The United Nations was the target of a hacking operation that included complex cyberattacks on its human rights offices in Geneva and Vienna. That's according to a confidential U.N. document leaked to The New Humanitarian news agency.
The attacks reportedly began in July 2019, with hackers compromising dozens of U.N. servers. IT officials issued reports flagging the vulnerabilities, but U.N. spokesperson Stéphane Dujarric said the agency had kept the breach quiet because the "nature and scope of the incident could not be determined."
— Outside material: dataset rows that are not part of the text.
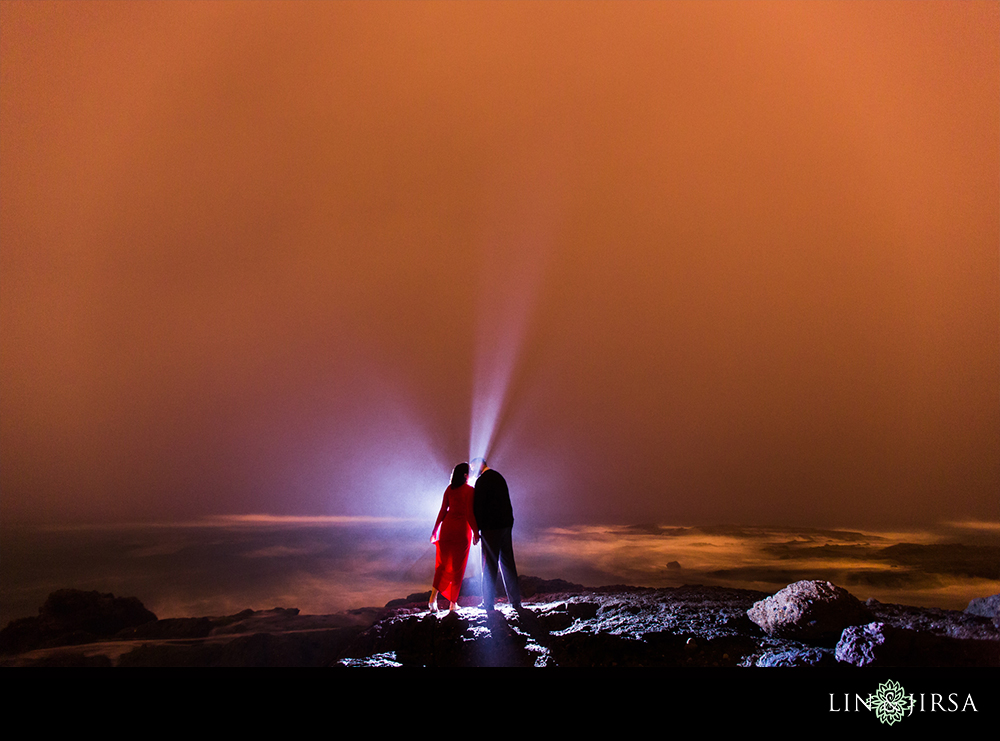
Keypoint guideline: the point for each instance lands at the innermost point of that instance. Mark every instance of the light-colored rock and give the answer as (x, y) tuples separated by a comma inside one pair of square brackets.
[(809, 611)]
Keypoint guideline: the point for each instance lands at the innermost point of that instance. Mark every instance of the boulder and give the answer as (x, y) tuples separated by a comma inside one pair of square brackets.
[(809, 611), (985, 607)]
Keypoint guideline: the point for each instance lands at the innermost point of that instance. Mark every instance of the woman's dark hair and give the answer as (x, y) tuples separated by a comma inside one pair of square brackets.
[(459, 475)]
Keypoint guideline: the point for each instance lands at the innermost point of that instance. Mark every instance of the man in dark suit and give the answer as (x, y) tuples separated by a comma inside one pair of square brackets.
[(495, 519)]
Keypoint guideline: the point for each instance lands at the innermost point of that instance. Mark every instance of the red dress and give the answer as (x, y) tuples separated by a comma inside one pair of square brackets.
[(455, 538)]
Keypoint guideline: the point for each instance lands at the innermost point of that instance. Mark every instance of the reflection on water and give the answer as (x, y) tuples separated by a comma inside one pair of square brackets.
[(321, 565)]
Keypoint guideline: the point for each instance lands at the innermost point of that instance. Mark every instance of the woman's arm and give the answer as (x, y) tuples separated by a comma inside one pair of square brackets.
[(441, 515)]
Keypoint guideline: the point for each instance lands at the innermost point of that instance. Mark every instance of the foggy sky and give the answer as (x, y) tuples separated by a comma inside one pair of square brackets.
[(735, 262)]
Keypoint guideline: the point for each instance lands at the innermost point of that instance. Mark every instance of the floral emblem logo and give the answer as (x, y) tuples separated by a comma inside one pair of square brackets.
[(890, 702)]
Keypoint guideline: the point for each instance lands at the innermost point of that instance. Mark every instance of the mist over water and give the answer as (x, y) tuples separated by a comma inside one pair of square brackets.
[(220, 566)]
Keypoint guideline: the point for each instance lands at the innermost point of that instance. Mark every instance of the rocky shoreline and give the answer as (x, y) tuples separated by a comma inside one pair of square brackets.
[(809, 623)]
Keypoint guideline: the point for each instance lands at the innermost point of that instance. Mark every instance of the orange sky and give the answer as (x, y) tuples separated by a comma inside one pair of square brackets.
[(751, 249)]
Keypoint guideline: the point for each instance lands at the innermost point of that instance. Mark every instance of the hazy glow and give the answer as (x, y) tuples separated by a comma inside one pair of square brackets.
[(660, 261), (508, 275)]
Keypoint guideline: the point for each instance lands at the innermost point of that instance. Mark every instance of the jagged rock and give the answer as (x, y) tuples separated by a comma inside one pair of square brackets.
[(799, 657), (809, 611), (689, 626), (872, 644), (881, 645), (71, 617)]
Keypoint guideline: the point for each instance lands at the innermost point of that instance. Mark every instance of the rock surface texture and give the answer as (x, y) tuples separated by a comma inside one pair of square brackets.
[(562, 624), (810, 611)]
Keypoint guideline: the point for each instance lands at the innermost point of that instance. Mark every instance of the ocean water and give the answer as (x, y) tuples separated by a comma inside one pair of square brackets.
[(222, 565)]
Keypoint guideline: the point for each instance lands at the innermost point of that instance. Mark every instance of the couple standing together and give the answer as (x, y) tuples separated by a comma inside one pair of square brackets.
[(467, 516)]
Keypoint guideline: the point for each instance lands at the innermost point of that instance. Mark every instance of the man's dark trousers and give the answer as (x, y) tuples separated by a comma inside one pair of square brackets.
[(498, 549)]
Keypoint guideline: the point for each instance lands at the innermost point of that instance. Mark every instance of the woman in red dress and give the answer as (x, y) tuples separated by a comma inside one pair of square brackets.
[(458, 530)]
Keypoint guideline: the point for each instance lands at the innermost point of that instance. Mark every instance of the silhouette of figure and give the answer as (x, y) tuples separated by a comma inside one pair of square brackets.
[(457, 524), (495, 517)]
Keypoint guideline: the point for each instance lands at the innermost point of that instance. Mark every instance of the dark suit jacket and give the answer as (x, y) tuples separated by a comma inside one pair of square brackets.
[(491, 503)]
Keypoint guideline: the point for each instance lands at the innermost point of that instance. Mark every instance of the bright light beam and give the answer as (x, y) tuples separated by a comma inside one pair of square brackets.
[(508, 280)]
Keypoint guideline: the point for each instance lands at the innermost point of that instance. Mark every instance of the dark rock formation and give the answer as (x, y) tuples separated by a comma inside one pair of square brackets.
[(70, 617), (561, 624), (881, 645), (810, 611), (986, 607)]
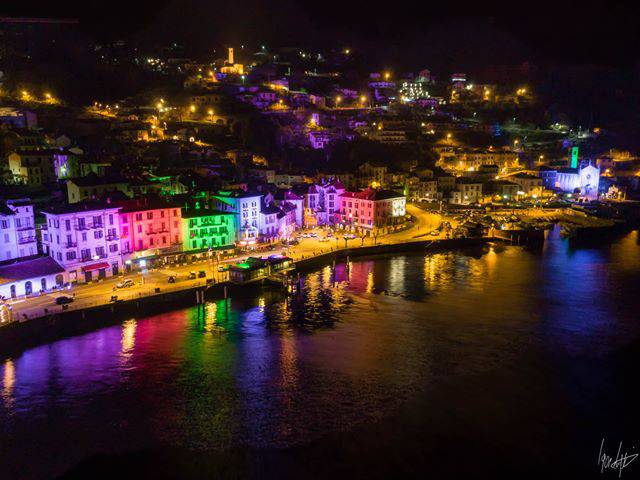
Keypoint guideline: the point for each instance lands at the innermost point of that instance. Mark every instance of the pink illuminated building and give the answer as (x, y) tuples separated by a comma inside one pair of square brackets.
[(149, 227)]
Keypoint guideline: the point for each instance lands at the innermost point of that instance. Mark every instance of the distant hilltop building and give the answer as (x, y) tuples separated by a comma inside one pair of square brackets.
[(584, 181), (232, 68)]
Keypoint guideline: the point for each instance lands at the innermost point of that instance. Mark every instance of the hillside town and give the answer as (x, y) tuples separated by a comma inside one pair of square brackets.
[(254, 146)]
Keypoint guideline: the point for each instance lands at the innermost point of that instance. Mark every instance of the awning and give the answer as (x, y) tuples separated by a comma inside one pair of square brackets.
[(95, 266)]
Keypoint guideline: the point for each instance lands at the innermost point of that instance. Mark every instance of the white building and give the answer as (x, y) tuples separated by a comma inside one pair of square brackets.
[(85, 239), (17, 230), (30, 276), (585, 181), (247, 206), (467, 191)]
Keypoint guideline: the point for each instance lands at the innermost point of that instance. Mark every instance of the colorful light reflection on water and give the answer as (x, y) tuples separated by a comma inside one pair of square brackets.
[(460, 334)]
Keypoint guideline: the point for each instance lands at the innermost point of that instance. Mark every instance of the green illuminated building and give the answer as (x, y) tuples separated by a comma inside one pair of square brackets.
[(203, 229)]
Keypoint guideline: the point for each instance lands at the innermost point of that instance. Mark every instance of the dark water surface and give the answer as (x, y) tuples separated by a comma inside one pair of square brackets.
[(500, 359)]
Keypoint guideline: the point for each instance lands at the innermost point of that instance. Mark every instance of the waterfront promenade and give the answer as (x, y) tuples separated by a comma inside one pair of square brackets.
[(154, 282)]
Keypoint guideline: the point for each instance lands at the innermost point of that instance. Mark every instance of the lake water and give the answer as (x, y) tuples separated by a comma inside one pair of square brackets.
[(499, 359)]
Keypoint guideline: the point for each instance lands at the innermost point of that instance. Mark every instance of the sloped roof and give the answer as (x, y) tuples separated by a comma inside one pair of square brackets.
[(33, 268)]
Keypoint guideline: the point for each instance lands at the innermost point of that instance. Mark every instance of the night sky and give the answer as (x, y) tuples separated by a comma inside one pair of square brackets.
[(411, 34)]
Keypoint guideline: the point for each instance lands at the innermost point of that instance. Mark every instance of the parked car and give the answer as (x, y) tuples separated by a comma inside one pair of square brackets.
[(125, 284), (63, 300)]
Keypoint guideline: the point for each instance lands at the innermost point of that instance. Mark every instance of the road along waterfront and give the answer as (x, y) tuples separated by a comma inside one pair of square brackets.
[(398, 364)]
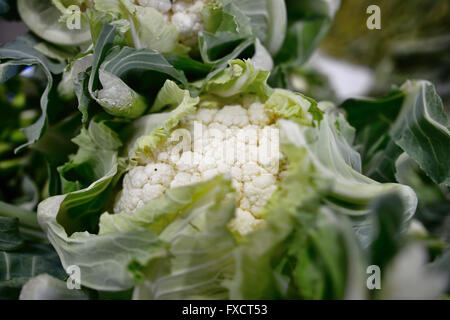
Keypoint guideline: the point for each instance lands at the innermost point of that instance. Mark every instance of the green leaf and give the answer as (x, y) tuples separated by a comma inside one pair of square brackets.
[(46, 287), (10, 238), (413, 121), (309, 23), (21, 52), (103, 259), (16, 267), (44, 19), (268, 19), (4, 6), (110, 64), (200, 247)]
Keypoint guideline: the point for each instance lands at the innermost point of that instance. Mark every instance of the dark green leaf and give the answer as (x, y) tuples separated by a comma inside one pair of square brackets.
[(10, 238)]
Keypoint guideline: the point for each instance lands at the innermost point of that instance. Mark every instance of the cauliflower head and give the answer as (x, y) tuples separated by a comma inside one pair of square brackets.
[(239, 140), (185, 15)]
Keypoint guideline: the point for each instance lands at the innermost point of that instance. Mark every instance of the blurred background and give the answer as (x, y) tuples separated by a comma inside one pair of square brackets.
[(414, 42)]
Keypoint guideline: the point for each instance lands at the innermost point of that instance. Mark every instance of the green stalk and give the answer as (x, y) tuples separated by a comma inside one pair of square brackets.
[(27, 218)]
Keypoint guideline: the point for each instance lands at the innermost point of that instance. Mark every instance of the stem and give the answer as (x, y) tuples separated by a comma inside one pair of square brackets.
[(26, 217)]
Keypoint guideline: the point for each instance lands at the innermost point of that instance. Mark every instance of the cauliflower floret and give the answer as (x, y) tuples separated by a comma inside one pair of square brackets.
[(235, 140), (245, 222), (185, 15)]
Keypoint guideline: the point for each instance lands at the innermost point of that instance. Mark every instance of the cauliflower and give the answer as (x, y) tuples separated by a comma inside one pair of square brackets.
[(185, 15), (236, 140)]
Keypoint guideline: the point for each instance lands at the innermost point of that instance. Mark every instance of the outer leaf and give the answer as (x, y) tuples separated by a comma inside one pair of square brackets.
[(109, 65), (10, 238), (414, 122), (103, 260), (20, 51), (46, 287)]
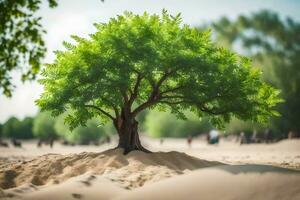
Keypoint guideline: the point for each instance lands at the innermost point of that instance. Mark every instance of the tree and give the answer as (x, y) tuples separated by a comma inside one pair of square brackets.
[(11, 128), (14, 128), (1, 130), (167, 125), (151, 62), (43, 126), (274, 44), (82, 135), (26, 128), (21, 40)]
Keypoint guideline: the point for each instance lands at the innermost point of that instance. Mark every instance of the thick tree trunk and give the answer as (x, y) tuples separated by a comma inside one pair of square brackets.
[(128, 136)]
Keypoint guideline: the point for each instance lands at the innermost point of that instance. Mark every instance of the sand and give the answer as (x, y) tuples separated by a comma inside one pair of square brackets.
[(226, 183), (161, 175)]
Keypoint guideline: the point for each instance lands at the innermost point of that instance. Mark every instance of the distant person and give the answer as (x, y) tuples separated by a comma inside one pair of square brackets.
[(39, 144), (268, 135), (3, 144), (161, 141), (16, 143), (189, 141), (243, 139), (213, 137), (51, 142), (107, 139), (254, 137)]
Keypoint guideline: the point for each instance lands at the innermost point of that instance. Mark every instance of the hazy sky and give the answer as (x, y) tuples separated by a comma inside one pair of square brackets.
[(77, 16)]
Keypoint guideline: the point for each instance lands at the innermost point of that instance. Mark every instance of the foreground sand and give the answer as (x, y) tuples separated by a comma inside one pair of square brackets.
[(164, 175)]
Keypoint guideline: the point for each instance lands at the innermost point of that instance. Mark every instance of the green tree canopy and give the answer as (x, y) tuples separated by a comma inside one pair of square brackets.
[(152, 62), (14, 128), (21, 42), (274, 44), (165, 124), (43, 126), (83, 134)]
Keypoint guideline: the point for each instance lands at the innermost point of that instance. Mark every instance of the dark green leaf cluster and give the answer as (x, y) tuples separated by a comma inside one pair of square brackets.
[(21, 42), (274, 43), (18, 129), (137, 62)]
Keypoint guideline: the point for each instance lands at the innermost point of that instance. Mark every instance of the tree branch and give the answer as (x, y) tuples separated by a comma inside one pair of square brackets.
[(100, 110), (135, 89)]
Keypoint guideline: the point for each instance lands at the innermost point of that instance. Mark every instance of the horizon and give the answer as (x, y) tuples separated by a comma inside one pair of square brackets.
[(63, 21)]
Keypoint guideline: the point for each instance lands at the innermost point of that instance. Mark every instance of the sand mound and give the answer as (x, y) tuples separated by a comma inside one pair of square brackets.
[(130, 171), (245, 182), (86, 186)]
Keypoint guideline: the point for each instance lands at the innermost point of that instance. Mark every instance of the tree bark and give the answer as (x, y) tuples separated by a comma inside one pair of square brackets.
[(128, 136)]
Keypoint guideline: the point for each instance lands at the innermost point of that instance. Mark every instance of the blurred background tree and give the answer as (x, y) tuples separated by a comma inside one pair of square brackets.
[(14, 128), (274, 45), (43, 126), (21, 40), (92, 132), (165, 124)]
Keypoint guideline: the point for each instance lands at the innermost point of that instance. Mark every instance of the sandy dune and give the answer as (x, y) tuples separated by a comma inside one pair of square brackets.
[(109, 175), (130, 171), (225, 182)]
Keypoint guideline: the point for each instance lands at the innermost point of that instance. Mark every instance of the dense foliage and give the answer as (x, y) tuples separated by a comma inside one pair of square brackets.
[(82, 135), (167, 125), (14, 128), (21, 40), (274, 44), (137, 62), (43, 126)]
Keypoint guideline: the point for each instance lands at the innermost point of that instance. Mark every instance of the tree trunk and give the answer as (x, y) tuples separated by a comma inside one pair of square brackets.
[(128, 136)]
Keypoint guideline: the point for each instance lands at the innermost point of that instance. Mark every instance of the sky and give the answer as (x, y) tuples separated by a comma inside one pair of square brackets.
[(76, 17)]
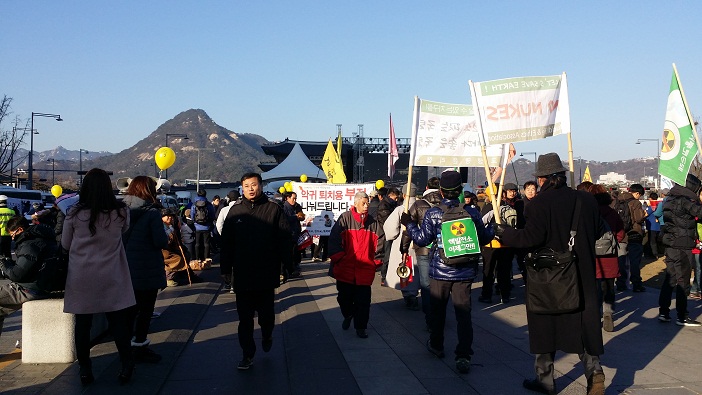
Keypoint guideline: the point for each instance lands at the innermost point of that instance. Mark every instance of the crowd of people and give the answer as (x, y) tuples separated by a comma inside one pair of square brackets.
[(446, 230)]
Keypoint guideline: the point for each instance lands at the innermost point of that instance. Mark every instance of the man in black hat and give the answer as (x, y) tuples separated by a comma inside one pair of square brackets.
[(449, 281), (550, 216)]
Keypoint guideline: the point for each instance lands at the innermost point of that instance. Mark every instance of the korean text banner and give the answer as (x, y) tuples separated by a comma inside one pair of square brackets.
[(446, 135), (318, 200), (522, 109)]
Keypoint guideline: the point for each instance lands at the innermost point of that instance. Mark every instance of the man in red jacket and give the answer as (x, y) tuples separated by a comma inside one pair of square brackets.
[(355, 249)]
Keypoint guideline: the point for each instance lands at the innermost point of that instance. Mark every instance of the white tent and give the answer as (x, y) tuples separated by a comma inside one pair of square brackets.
[(293, 166)]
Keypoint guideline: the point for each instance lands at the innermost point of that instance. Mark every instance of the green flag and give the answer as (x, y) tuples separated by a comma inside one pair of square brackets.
[(679, 146)]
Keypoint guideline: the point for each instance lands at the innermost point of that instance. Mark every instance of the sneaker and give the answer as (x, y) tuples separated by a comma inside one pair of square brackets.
[(245, 363), (439, 353), (688, 322), (266, 344), (463, 365)]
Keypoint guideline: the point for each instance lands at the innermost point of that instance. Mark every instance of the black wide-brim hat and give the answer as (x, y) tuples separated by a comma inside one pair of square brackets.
[(548, 164)]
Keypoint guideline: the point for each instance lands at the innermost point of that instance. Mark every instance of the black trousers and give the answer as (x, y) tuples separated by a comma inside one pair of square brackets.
[(354, 300), (142, 312), (459, 292), (202, 245), (120, 325), (248, 303), (678, 270)]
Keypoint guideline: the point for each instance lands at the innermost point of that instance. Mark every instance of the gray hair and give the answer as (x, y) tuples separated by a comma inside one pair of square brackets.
[(359, 196)]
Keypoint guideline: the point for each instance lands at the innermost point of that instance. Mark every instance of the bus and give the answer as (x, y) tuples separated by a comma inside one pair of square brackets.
[(21, 199)]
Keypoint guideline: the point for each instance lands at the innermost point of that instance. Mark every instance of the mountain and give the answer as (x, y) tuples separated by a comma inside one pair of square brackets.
[(223, 155)]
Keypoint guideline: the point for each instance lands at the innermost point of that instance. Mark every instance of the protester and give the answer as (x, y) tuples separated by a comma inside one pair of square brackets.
[(449, 281), (33, 244), (680, 212), (255, 245), (355, 248), (98, 273), (143, 243), (549, 220)]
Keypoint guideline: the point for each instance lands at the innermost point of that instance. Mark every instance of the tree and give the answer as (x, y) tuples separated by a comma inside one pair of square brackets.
[(11, 137)]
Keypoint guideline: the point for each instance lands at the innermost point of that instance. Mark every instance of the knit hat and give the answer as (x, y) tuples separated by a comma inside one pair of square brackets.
[(548, 164), (450, 180)]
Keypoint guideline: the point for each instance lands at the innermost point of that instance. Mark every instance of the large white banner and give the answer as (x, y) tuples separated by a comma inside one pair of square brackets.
[(318, 200), (522, 108), (446, 135)]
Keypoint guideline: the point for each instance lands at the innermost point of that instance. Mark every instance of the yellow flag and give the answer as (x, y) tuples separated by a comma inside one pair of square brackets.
[(586, 176), (332, 166)]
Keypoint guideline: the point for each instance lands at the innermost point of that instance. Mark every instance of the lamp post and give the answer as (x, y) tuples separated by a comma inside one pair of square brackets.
[(531, 153), (184, 136), (31, 144), (80, 163), (658, 159)]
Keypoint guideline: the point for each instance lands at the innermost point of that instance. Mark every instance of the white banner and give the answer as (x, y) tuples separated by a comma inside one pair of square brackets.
[(522, 108), (318, 200), (446, 135)]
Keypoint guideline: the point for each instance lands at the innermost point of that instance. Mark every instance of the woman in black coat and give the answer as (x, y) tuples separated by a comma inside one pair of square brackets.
[(548, 223)]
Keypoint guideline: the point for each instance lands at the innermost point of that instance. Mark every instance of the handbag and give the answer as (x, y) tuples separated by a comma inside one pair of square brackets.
[(552, 281)]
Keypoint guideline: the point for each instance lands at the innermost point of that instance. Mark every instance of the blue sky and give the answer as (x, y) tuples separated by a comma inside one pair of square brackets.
[(115, 71)]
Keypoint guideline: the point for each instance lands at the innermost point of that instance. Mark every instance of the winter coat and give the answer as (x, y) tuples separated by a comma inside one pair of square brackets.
[(356, 247), (608, 266), (430, 231), (679, 212), (143, 243), (32, 247), (98, 278), (431, 198), (255, 244), (548, 222)]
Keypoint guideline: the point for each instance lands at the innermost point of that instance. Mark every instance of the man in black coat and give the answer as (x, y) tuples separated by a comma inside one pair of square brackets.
[(256, 244), (548, 222), (679, 237)]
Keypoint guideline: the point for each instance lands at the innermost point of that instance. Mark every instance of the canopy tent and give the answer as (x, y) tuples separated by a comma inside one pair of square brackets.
[(293, 166)]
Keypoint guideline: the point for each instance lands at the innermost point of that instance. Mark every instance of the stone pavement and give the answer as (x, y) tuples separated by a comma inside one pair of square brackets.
[(196, 335)]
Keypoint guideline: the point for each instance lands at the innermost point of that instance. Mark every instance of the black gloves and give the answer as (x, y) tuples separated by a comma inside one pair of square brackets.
[(499, 229)]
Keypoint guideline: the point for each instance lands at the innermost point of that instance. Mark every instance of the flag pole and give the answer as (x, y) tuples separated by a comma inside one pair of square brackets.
[(687, 112)]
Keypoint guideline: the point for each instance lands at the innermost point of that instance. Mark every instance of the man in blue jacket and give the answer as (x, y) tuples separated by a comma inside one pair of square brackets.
[(449, 281)]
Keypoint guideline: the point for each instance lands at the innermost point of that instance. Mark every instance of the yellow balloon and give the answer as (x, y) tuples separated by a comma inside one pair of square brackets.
[(165, 158)]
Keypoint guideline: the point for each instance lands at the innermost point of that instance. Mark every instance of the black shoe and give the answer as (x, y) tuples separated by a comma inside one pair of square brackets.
[(438, 352), (266, 344), (346, 324), (126, 373), (86, 375), (536, 386)]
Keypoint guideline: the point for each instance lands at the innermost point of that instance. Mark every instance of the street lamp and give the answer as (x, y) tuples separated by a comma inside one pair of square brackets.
[(31, 144), (80, 163), (531, 153), (184, 136), (658, 159)]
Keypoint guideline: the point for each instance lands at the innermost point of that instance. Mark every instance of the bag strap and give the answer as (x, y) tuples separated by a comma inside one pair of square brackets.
[(574, 226)]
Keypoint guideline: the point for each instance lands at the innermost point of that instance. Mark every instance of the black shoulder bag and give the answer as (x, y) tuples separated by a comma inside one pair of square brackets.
[(552, 283)]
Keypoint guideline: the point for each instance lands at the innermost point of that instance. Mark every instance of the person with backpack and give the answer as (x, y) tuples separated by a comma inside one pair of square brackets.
[(633, 216), (430, 198), (681, 210), (451, 276), (33, 244), (202, 213)]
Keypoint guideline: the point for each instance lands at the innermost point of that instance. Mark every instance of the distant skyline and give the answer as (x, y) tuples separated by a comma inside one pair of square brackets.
[(116, 71)]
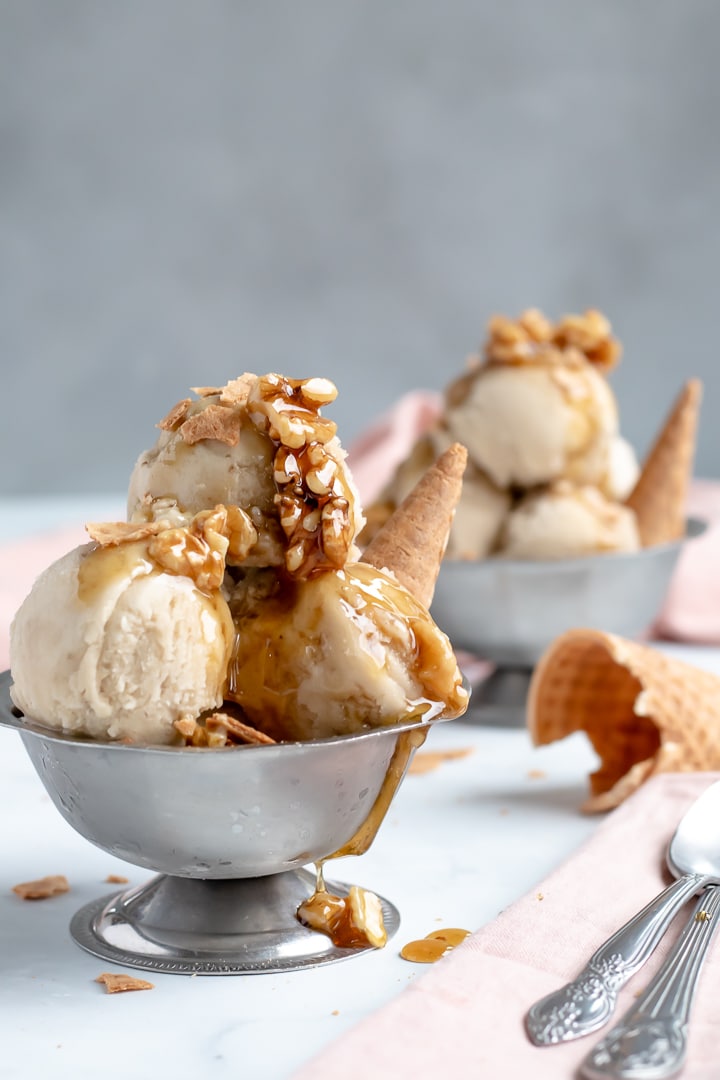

On Wednesday, Dujarric said the agency took "comprehensive" action to address the attacks, which he described as a "serious" hack of "core infrastructure components" at both offices. When asked about an alleged cover-up and the possibility that "sensitive humanitarian and human rights data" had been stolen, Dujarric told reporters that attempted strikes against "UN IT infrastructure happen often."
Dujarric said: "Attempts are made regularly. The server that you are referring to was part of a development environment and contained non-sensitive test data from two development servers used for web application. People who needed to be notified were notified."
Dujarric said the U.N. had not yet been able to pinpoint "any specific potential attacker" but the hack appeared to be "a well sourced attack."
Jake Williams is the founder of Rendition Infosec, a cybersecurity firm. He said the attacks appeared to have been an "espionage operation" based on "the relatively small number of machines that were compromised."
Williams said: "That, combined with the three different active directory domains that were compromised, is highly suggestive of an espionage operation, where the attackers are looking for some very specific data on very specific machines, rather than trying to do a 'carpet bombing' of the entire domain."
According to a senior U.N. IT official who spoke to The New Humanitarian, an estimated 400 gigabytes of data could have been downloaded. The official said, "Once you've got privileged access, you've got into everything."